Because God's great angels will fight for you. Will they not?

CIARAN.

Yes, I think they will. All that old chivalry stands harnessed in Heaven.

IOLLANN BEAG.

Will they not come if you call them?

CIARAN.

Yes, they will come. [(aside.)] Is it a true thing I tell this child or do I lie to him? Will they come at my call? Will they come at my call? My spirit reaches out and finds Heaven empty. The great halls stand horseless and riderless. I have called to you, O riders, and I have not heard the thunder of your coming. The multitudinous, many-voiced sea and the green, quiet earth have each its children, but where are the sons of Heaven?
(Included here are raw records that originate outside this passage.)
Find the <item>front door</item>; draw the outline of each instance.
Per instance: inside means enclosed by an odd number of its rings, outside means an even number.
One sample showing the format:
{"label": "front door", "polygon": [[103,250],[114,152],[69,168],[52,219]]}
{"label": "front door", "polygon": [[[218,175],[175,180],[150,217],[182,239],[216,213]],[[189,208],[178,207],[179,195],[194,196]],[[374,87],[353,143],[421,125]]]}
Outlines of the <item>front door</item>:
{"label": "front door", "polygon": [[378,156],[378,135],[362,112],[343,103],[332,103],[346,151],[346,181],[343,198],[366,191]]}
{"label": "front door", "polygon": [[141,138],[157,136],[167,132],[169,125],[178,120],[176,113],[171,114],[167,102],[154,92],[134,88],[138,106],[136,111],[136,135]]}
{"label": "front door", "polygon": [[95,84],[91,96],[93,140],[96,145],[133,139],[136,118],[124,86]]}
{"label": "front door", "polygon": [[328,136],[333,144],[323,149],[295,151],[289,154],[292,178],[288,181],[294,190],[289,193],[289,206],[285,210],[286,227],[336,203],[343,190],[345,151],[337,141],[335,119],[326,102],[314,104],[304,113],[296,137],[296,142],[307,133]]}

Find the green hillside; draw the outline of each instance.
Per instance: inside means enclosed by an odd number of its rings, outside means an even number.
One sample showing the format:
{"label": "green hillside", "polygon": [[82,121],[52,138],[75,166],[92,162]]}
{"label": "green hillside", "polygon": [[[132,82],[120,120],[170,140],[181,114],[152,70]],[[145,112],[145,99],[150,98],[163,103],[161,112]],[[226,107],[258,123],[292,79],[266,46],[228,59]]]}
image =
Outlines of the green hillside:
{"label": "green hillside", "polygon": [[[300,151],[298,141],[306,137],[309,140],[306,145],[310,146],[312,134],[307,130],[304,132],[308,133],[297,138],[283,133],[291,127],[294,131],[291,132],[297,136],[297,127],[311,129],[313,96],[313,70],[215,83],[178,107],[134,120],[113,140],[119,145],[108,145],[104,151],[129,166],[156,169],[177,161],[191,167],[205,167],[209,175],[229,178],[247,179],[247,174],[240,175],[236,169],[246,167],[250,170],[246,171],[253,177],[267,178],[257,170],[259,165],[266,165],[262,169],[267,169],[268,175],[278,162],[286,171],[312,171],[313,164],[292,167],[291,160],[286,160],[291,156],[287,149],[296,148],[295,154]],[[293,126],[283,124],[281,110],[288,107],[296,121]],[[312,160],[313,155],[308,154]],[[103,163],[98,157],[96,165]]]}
Where in all this temple of the world, this dim and wondrous temple, does its God lurk?

IOLLANN BEAG.

And would they come if I were to call them---old Peter, and the Baptist John, and Michael and his riders?

CIARAN.

We are taught that if one calls them with faith they will come.

IOLLANN BEAG.

Could I see them and speak to them?

CIARAN.

If it were necessary for any dear purpose of God's, as to save a soul that were in peril, we are taught that they would come in bodily presence, and that one could see them and speak to them.

IOLLANN BEAG.

If the soul of any dear friend of mine be ever in peril I will call upon them. I will say, `Baptist John, Baptist John, attend him. Good Peter of the Sword, strike valiantly. Young Michael, stand near with all the heroes of Heaven!'

CIARAN.

(aside)

If the soul of any dear friend of his were in peril! The peril is near! The peril is near!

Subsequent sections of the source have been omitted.